A sa sœur, Naples 19 mai 1770
A sa sœur
Naples 19 mai 1770
C. S. M.
Je te prie de m’écrire bien vite et tous les jours de poste. Je te remercie de m’avoir envoyé ces histoires d’arithmétique, et te prie, si jamais tu veux attraper, un mal à la tête, de m’en envoyer quelques-unes encore. Pardonne-moi de si mal écrire, mais la raison est que, moi aussi, j’ai un peu mal à la tête. [1]
Le 12° menuet de Haydn, que tu m’as envoyé, me plaît beaucoup, et tu en as composé la basse d’une façon incomparable, sans la moindre faute. Je t’en prie, essaie souvent pareille chose.

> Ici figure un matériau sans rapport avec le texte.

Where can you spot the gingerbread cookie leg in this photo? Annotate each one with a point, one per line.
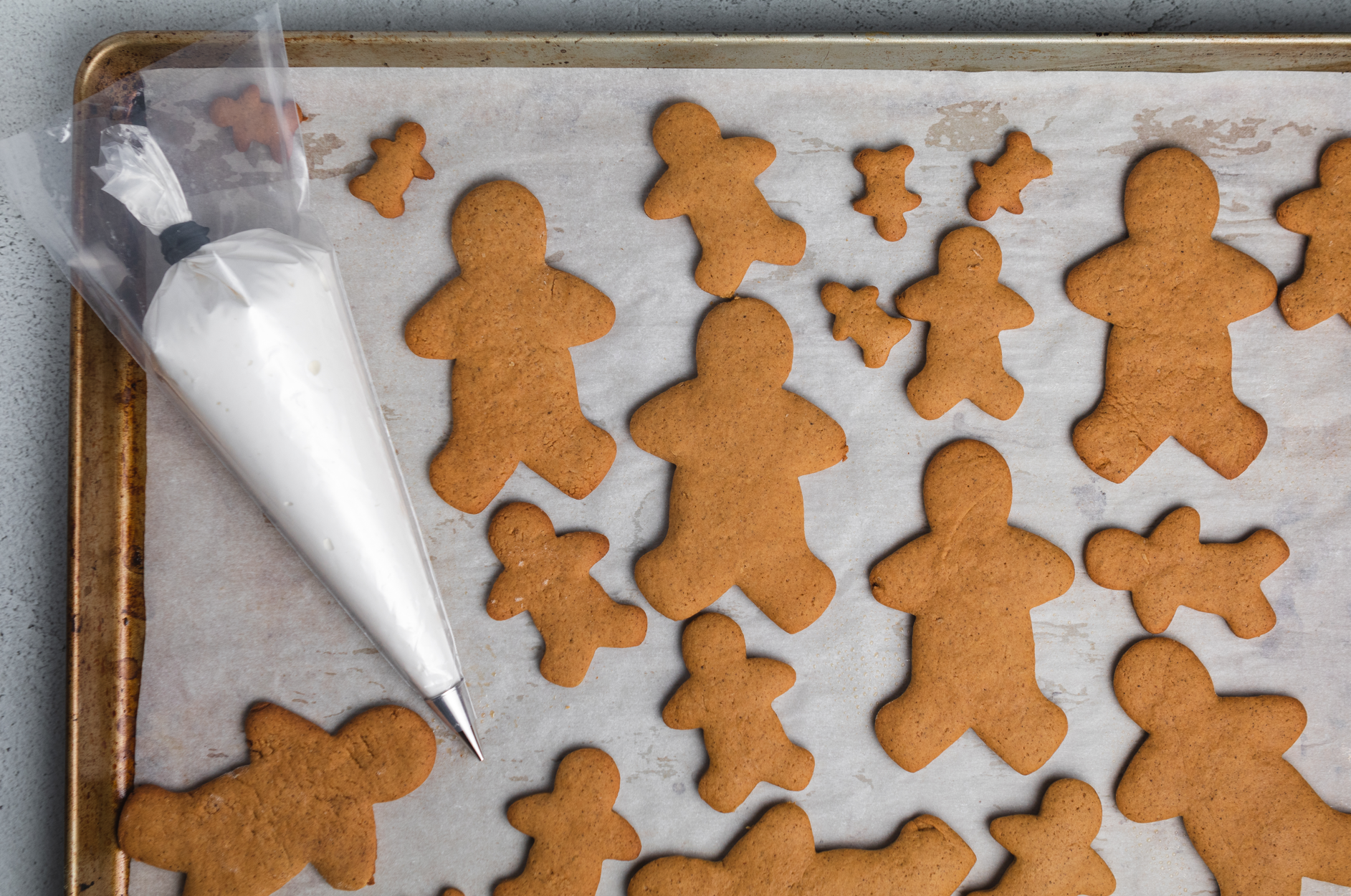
(470, 471)
(578, 456)
(917, 726)
(796, 572)
(1228, 439)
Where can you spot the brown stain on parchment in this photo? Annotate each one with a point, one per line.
(969, 126)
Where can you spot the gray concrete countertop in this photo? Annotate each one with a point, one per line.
(45, 44)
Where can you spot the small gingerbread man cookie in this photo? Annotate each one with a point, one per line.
(305, 798)
(1172, 568)
(966, 307)
(546, 576)
(858, 317)
(1053, 850)
(711, 178)
(970, 584)
(1322, 214)
(575, 830)
(398, 163)
(728, 695)
(252, 120)
(1001, 183)
(887, 199)
(1219, 764)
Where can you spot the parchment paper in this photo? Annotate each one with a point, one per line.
(234, 616)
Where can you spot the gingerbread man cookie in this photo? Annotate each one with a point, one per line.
(1218, 763)
(970, 584)
(966, 307)
(1172, 568)
(508, 320)
(927, 859)
(1170, 294)
(738, 441)
(548, 576)
(398, 163)
(711, 178)
(766, 861)
(575, 830)
(858, 317)
(1324, 216)
(252, 120)
(1053, 850)
(305, 798)
(728, 695)
(1001, 183)
(887, 199)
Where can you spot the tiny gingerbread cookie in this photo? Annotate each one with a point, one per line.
(858, 317)
(728, 695)
(1053, 850)
(738, 441)
(252, 120)
(766, 861)
(970, 584)
(305, 798)
(777, 856)
(398, 163)
(927, 859)
(549, 577)
(575, 827)
(1218, 763)
(508, 320)
(1001, 183)
(1324, 216)
(966, 308)
(1172, 568)
(712, 180)
(884, 181)
(1170, 294)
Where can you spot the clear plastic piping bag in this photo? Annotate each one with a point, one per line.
(247, 325)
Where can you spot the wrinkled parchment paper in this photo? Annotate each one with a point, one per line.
(234, 616)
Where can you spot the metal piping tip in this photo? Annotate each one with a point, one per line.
(457, 711)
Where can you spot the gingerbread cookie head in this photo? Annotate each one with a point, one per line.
(746, 343)
(1169, 194)
(497, 226)
(314, 789)
(968, 483)
(252, 120)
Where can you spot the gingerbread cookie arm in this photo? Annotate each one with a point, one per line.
(584, 313)
(431, 331)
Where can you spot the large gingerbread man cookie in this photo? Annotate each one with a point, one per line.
(728, 695)
(575, 830)
(549, 576)
(966, 307)
(508, 320)
(711, 180)
(305, 798)
(1172, 568)
(970, 584)
(1322, 214)
(738, 441)
(1218, 763)
(1170, 294)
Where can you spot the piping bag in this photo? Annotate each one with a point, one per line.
(253, 335)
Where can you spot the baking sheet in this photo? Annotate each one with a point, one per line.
(233, 616)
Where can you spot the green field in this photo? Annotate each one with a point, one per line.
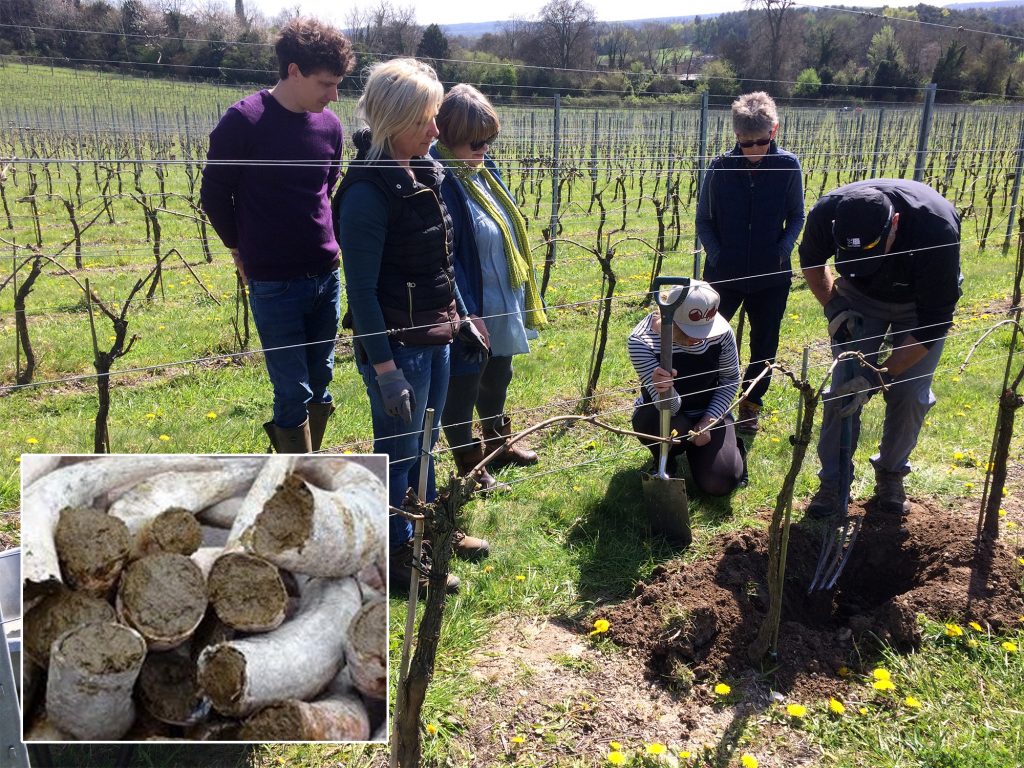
(568, 536)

Que maman, n’oublie pas de faire nettoyer les deux fusils. – Ecris-moi comment va M. le canari. Chante-t-il encore ? Siffle-t-il encore ?... Sais-tu pourquoi je pense au canari ? C’est qu’il y en a dans notre antichambre, qui fait un grincement comme le nôtre. – A propos, je pense que M. Johannes [2] a bien reçu la lettre de félicitations que nous avons eu l’intention de lui écrire. Si pourtant il ne l’a pas reçue, je lui dirai de vive voix, à Salzbourg, ce qui aurait dû s’y trouver. Hier, nous avons mis nos habits neufs : nous étions beaux comme des anges. – Mes compliments à Nandl, et qu’elle prie assidûment pour moi. – C’est le 30 qu’on commencera à donner l’opéra que Jommelli compose [3]. – Nous avons vu la reine et le roi à la messe de la chapelle de la Cour, à Portici. Nous avons aussi vu le Vésuve. Naples est une belle ville, mais populeuse comme Vienne et Paris. De Londres ou de Naples, au point de vue de l’insolence du peuple, je ne sais si ce n’est pas Naples qui l’emporte. Ici, les gens du peuple, les lazzaroni, ont leur propre gouverneur, qui reçoit le roi, chaque mois, 25 ducati d’argento, rien que pour les maintenir dans l’ordre.
La De Amicis chante à l’Opéra. Nous sommes allés la voir chez elle. – C’est Caffaro [4] qui compose le second opéra ; Ciccio di Majo [5] le troisième ; pour le quatrième on ne sait pas qui.
Va assidûment à Mirabell [6] pour le chant des Litanies ; va entendre le Regina Coeli ou le Salve regina, et dors bien, ne fait pas de mauvais rêves. – A M. de Schiedenhofen mes féroces compliments, tralaliera, tralaliera ! … Et dis-lui qu’il faut qu’il apprenne à jouer du piano, le menuet à reprises, pour ne pas l’oublier [7] : qu’il s’en occupe bientôt, afin de me procurer un jour le plaisir de l’accompagner. – Fais aussi mes compliments à tous nos autres bons amis et amies, et reste en bonne santé, et ne t’avise pas de mourir, afin de pouvoir encore m’écrire une lettre, et que je t’en écrive une autre, et ainsi de suite jusqu’à extinction. Moi, je suis de ceux qui veulent faire jusqu’à ce qu’enfin il n’y ait plus moyen de faire. EN attendant je veux rester.
W. M.
- [1] Tout ce début est en italien.
- [2] J. Hagenauer, l’abbé, l’un des fils du marchand
- [3] Armida abbandonata.
- [4] Pasquale Callaro (1708-1787) né à San-Pietro in Galantina. Il s’agit de son opéra : Antigono.
- [5] Franscico Ciccio di Majo (1745-1774) né à Naples. Il s’agit de son opéra : Eumène.
- [6] Château de l’archevêque de Salzbourg.
- [7] A partir de cette phrase, jusqu’à la fin, le verbe thun (faire) est répété et souligné quatorze fois, par plaisanterie.